Da sind die Unterschiede jetzt nicht so wahnsinnig groß, wir arbeiten ja eng zusammen. Und wichtiger als Ähnlichkeiten oder Differenzen bleibt auch, dass die Welt ein Debatten-Medium mit Führungspersonen unterschiedlich ausgeprägter Meinungen ist. Es gibt die erwähnten Grenzen, aber wir bewegen uns immer in einem definierten Rahmen. Innerhalb dieses Rahmens versuchen wir, Haltungen verschiedenster Art möglichst breiten Raum zu geben. Ich selber kommentiere gern, wenn mir etwas am Herzen liegt, aber wenn ein Kollege die gut durchargumentierte Gegenposition dazu vertreten möchte – nur zu.

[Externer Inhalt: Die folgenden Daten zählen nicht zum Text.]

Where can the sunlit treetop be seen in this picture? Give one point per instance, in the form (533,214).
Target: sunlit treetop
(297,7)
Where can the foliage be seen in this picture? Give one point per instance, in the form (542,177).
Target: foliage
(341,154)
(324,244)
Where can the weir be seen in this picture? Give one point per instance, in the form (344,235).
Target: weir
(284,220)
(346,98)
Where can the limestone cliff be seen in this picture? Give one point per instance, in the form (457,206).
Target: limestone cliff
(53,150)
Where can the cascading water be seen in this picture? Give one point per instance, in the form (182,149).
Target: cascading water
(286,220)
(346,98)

Aber wie eng, wie breit sind die Meinungskorridore der Welt – hat wirklich jede Haltung im Rahmen der Gesetze und Verlagsprinzipien Platz oder müssen sie politisch schon ein bisschen auf Linie von Chefredaktion und Stammpublikum liegen?
Natürlich arbeiten wir für unsere Leser und Zuschauer, und die schätzen Welt als Debattenmedium. Und wir haben in der Redaktion sehr, sehr lebendige Diskussionen, da kann es schon hoch her gehen, und das ist auch richtig so. Aber dabei war es bislang nur selten der Fall, dass mal jemand meinte, so geht’s auf keinen Fall. In der Regel betraf das aber Gastbeiträge.
Welche zum Beispiel?
Etwa, als mehrere Wissenschaftler im Juni unterm Titel „Wie ARD und ZDF unsere Kinder indoktrinieren“ die öffentlich-rechtliche Berichterstattung zu sexueller Identität und Zweigeschlechtlichkeit kritisiert haben. Meine Positionen sind andere, ich hatte mit dem Stück damals inhaltlich persönlich Schwierigkeiten.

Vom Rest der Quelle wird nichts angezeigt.